It’s a mad, mad, mad, mad world at the Brooklyn town house of Lily Allen and David Harbour. Dressed in an intrepid pasticcio of chintz balloon shades, crystal chandeliers, pink silk, tiger-patterned textiles, and Mylar wallpaper, the home issues a full-throated rebuke to the current vogue for hushed good taste wrapped in a straitjacket of beige. With an able assist from AD100 designer Billy Cotton and architect Ben Bischoff of MADE, Allen and Harbour have conjured a familial fantasyland of daring beauty and individual connoisseurial vision. In short, it’s a knockout.
“Lily is the one who really set the tone and drove the program. Every time I tried to make it calmer, she kept pushing and pushing for more,” Cotton says of his adventurous, British-born client. Harbour, too, credits his formidable spouse for the stylistic bravura that propelled the idiosyncratic project. “Lily is someone who lives with color in a deeper way than most. Her taste is bold, silly, fun, eccentric—it’s exciting,” says the Stranger Things actor and star of the recent blood-splattered Christmas spectacular Violent Night.
The canvas for the couple’s freewheeling exercise in decorative derring-do is a stately late-19th-century Italianate brownstone in Brooklyn’s Carroll Gardens neighborhood. “The façade was badly deteriorated, and the interior was…well, let’s say it was very lived-in,” Bischoff recalls of the house’s precarious condition. “But after we peeled away decades of renovations and lots of faux-wood paneling, we found a surprising amount of original moldings and doors, which gave us a good starting point to rethink the architecture. David and Lily were not interested in formality, especially with Lily’s kids in the house. They wanted to preserve the details and character, but they also wanted to live in it in a casual, family-friendly way.”

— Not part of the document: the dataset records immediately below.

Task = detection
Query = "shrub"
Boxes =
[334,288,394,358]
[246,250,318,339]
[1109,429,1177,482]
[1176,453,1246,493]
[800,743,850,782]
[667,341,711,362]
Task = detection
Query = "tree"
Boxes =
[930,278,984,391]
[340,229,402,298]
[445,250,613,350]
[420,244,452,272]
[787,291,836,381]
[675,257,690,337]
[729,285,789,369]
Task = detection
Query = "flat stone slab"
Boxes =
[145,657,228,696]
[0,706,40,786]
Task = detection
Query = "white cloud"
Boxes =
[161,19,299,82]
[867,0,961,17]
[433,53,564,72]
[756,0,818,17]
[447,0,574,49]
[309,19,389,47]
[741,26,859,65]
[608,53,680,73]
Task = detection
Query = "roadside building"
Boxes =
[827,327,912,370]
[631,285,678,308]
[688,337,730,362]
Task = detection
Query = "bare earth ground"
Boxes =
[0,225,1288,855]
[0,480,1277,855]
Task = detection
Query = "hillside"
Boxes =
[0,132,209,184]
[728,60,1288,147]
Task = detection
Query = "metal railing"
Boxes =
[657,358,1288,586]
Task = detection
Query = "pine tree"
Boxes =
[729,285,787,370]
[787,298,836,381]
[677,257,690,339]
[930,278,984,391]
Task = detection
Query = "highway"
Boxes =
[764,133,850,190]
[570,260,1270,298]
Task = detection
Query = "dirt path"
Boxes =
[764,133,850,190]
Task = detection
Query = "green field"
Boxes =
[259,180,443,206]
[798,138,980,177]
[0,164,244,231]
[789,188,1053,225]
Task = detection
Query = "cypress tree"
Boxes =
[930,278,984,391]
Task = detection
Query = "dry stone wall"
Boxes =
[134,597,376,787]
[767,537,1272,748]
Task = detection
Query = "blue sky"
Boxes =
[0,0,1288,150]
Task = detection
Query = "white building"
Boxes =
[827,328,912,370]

Cotton launched the design journey by laying out three distinct directions for the interiors: traditional English, modern Brooklyn town house, and, finally, layered Italian, “as if they’d inherited the home from a kooky Italian nonna with fabulous taste,” Cotton says. It didn’t take long to alight on the preferred scheme. “This neighborhood has historically been Italian American, so the idea of doing something with an Italian flavor wasn’t that far-fetched,” Allen explains. “I’ve always been interested in interiors, and I’ve always done my own homes. But this was a big undertaking, and I needed help. Together, Billy and I tried to reach for something weird and wonderful,” she says.
The eccentricities of the house extend to both the extravagant decor and the atypical layout. Consider the primary bath–cum–sitting room on the second level. With its wall-to-wall floral carpet, Zuber wallpaper, and sink stands crafted from Louis XVI–style commodes of gilt bronze and parquetry, the room is a far cry from the modern ablutionary splendor of sleek book-matched-marble walls and sculptural freestanding tubs. (If you’re wondering about the carpet, the toilet and shower are in a different room altogether.) From the stair hall, one must traverse the bath to gain access to the windowless primary bedroom, improbably nestled in a cloistered chamber between the bath at the front of the house and the dressing rooms along the rear façade. “Billy would say, ‘You know this is a little crazy,’ or he’d bring up resale value. But this is our home, and we want to live in it in a way that works for us,” Allen asserts.